MASONBORO ISLAND, NC (WECT) – Hundreds of thousands of dead fish have been reported this week at Masonboro Island by state environmental officials, according to a spokesperson for the N.C. Department of Environment and Natural Resources.

Environmental officials explain that the fish, Atlantic menhaden, which travel in very large groups, took a wrong turn, up Loosins Creek.

In under an hour, the area caused dissolved oxygen levels in the water to drop to close to zero, which ended up killing them.

As a result, the dead fish have been discovered along the island's beaches and in the water.

Officials say they've noticed a pattern of dead fish in winter months and attribute it to the menhaden tightening their school.

Workers with Coastal Management, Water Quality and Marine Fisheries are keeping an eye on the area, and throughout the weekend, dead fish will probably continue to surface.

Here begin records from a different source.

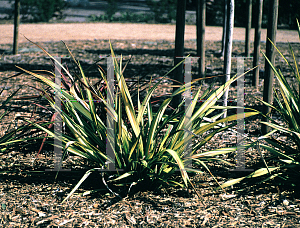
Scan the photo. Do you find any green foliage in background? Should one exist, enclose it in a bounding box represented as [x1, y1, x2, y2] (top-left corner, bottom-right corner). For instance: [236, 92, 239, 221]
[146, 0, 177, 23]
[13, 0, 67, 22]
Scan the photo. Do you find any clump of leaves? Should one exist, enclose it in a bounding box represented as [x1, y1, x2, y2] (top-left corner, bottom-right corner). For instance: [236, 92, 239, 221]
[222, 20, 300, 190]
[14, 40, 258, 201]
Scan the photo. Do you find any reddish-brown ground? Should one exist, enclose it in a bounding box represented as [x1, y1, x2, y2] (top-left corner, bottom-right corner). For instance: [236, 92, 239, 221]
[0, 23, 300, 227]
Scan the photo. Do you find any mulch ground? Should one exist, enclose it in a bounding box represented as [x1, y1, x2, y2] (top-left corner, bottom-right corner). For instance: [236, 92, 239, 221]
[0, 40, 300, 227]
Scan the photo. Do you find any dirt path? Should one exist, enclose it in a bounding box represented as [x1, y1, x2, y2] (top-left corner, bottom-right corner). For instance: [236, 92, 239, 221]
[0, 23, 300, 44]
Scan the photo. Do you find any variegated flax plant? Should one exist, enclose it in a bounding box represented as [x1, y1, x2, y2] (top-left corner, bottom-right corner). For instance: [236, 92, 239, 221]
[11, 40, 258, 201]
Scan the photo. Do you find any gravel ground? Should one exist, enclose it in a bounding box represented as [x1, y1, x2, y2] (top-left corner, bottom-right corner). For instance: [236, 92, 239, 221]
[0, 40, 300, 227]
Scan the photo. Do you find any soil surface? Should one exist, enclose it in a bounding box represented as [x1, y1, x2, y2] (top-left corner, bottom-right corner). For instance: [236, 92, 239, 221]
[0, 23, 299, 44]
[0, 24, 300, 227]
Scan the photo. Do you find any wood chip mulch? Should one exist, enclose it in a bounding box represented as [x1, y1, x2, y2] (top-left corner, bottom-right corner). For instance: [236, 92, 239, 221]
[0, 40, 300, 228]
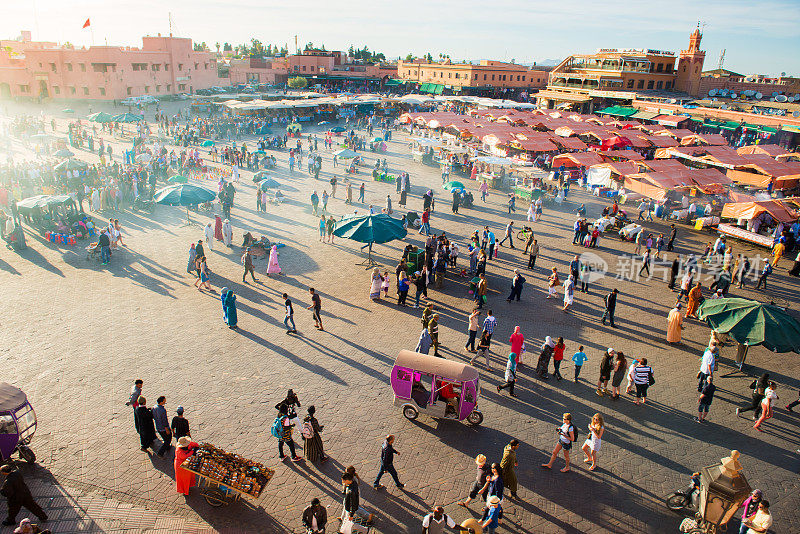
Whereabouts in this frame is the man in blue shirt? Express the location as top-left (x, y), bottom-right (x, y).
top-left (572, 345), bottom-right (588, 384)
top-left (481, 495), bottom-right (503, 534)
top-left (153, 395), bottom-right (172, 458)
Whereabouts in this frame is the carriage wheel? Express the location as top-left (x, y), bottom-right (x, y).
top-left (18, 445), bottom-right (36, 464)
top-left (203, 489), bottom-right (228, 508)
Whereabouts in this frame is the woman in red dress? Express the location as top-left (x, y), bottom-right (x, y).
top-left (175, 436), bottom-right (200, 495)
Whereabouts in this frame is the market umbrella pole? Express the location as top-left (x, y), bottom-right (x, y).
top-left (356, 241), bottom-right (380, 269)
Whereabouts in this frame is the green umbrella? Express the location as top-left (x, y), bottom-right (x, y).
top-left (698, 298), bottom-right (800, 353)
top-left (111, 113), bottom-right (142, 123)
top-left (333, 213), bottom-right (408, 243)
top-left (258, 177), bottom-right (281, 191)
top-left (333, 148), bottom-right (358, 159)
top-left (153, 184), bottom-right (217, 207)
top-left (444, 180), bottom-right (466, 191)
top-left (53, 158), bottom-right (88, 172)
top-left (88, 111), bottom-right (111, 123)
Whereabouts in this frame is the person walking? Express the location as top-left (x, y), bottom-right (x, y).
top-left (302, 497), bottom-right (328, 534)
top-left (597, 347), bottom-right (615, 397)
top-left (528, 239), bottom-right (539, 270)
top-left (600, 288), bottom-right (619, 328)
top-left (581, 413), bottom-right (606, 471)
top-left (499, 221), bottom-right (516, 248)
top-left (125, 378), bottom-right (144, 433)
top-left (753, 381), bottom-right (778, 432)
top-left (497, 352), bottom-right (517, 397)
top-left (633, 358), bottom-right (655, 405)
top-left (277, 404), bottom-right (303, 462)
top-left (611, 351), bottom-right (628, 400)
top-left (464, 308), bottom-right (481, 353)
top-left (736, 373), bottom-right (769, 421)
top-left (153, 395), bottom-right (172, 458)
top-left (170, 406), bottom-right (192, 441)
top-left (372, 434), bottom-right (405, 490)
top-left (306, 287), bottom-right (325, 331)
top-left (542, 413), bottom-right (575, 473)
top-left (572, 345), bottom-right (588, 384)
top-left (458, 454), bottom-right (492, 508)
top-left (242, 247), bottom-right (258, 284)
top-left (694, 375), bottom-right (717, 423)
top-left (300, 405), bottom-right (328, 462)
top-left (500, 439), bottom-right (519, 499)
top-left (0, 464), bottom-right (47, 526)
top-left (136, 396), bottom-right (156, 452)
top-left (506, 269), bottom-right (525, 302)
top-left (469, 330), bottom-right (492, 369)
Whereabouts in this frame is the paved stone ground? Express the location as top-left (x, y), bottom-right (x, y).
top-left (0, 99), bottom-right (800, 533)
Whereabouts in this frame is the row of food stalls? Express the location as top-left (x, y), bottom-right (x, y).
top-left (401, 105), bottom-right (800, 250)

The workers have a monitoring station set up that checks the water for dissolved oxygen levels, temperature, pH levels and other data.

"This may be the first time we have had continuous monitoring of water quality in an area at the exact time of a fish kill," said Jim Gregson, Surface Water Protection supervisor for the state Division of Water Quality, in a statement. "The data recorded by Coastal Management's monitoring station was a big help in determining the cause of this event."

"You want to make sure it's not an algae or something that could be a concern for human health and a lot of times, you don't know what caused it," said Stephanie Garrett, who is with NCDENR. "Being able to look at what the physical conditions were at the time, you can see that they just ran out of oxygen."

Officials say that while the dead fish don't necessarily pose a danger to humans, they want to make visitors aware of the occurrence.

"With the weekend going to be nice and people going to be on the beaches, they're going to see dead fish," Garrett warned.